As the sun sets on the start-up projects, David Roe reflects on the key leadership takeaways from his experience

This week saw the conclusion of the start-up projects, led by Professor Benoit Leleux, and I am writing this entry with a mixture of relief and melancholy. I am delighted that our team has successfully handed over our deliverables – the result of a lot of hard work. However, I am also contemplative. This chapter of learning the secrets of high performing teams through the entrepreneurial projects is now over. It is time to move on to different teams and the rest of the MBA.
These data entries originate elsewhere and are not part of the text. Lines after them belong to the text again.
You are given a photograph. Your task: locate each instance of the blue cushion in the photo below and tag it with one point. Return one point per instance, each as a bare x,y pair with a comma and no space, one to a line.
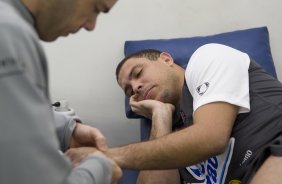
254,42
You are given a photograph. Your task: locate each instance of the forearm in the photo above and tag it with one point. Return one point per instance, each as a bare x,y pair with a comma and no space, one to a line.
161,126
159,176
179,149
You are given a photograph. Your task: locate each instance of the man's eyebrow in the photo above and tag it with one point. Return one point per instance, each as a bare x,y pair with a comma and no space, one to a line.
105,8
133,69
I had the great privilege to work with Muntagnard. This startup is a Swiss-based clothing retailer who has circularity and sustainability at the core of its business model. Through these projects, we are put right in the middle of the action. We grappled with real problems, and had to contend with the challenging (and frequently changing!) requirements of the businesses. These represent the fluid and uncertain world of entrepreneurship. Our team had to be flexible and adaptable in our approach and mindset.

As I reflect on the experience I think my biggest takeaways are around leadership and the psychology of high performing teams. We have worked intensively together in the past three months, on the start-up projects and beyond. These experiences all gave us opportunities to really apply the leadership lessons we are taught during the MBA. I was able to experiment with different behaviours, learn what works well and what doesn’t work so well. As a result, I have become more conscious than ever of my own impact and how I am perceived. I have undergone a tremendous amount of personal development and am looking forward to developing further. I know I have a lot more to work on!

My advice to future IMD MBAs heading into the projects

  1. Set the goals of the group
    Before you do anything else with a new team, start by talking about what everyone wants to get out of the experience. What are the expectations? Is it grades? Is it to develop specific skills? Is it all about the next job? Take some time to understand each individual’s motivations.
  2. Define the boundaries
    What is acceptable? This is so important as otherwise assumptions get made! Some people are fully prioritising the MBA, others are here with their families. Identify the ‘do not cross’ lines early, and your team will be much happier for it.
  3. Candid discussion is at the heart of quality outcomes
    If you disagree with the approach or something doesn’t feel right: say it. ‘Put the fish on the table’ as is commonly said here at IMD. Robust discussion begets great solutions.
  4. Go with the decision
    Once you have had the debate and a decision has been made, go with it, even if you disagree. This is vital as it builds trust and a reputation for professionalism, and sooner or later the roles will be reversed and you will be asking the same of your colleagues.
  5. Trust
    Trust in your team-mates to deliver, and deliver on their trust in you.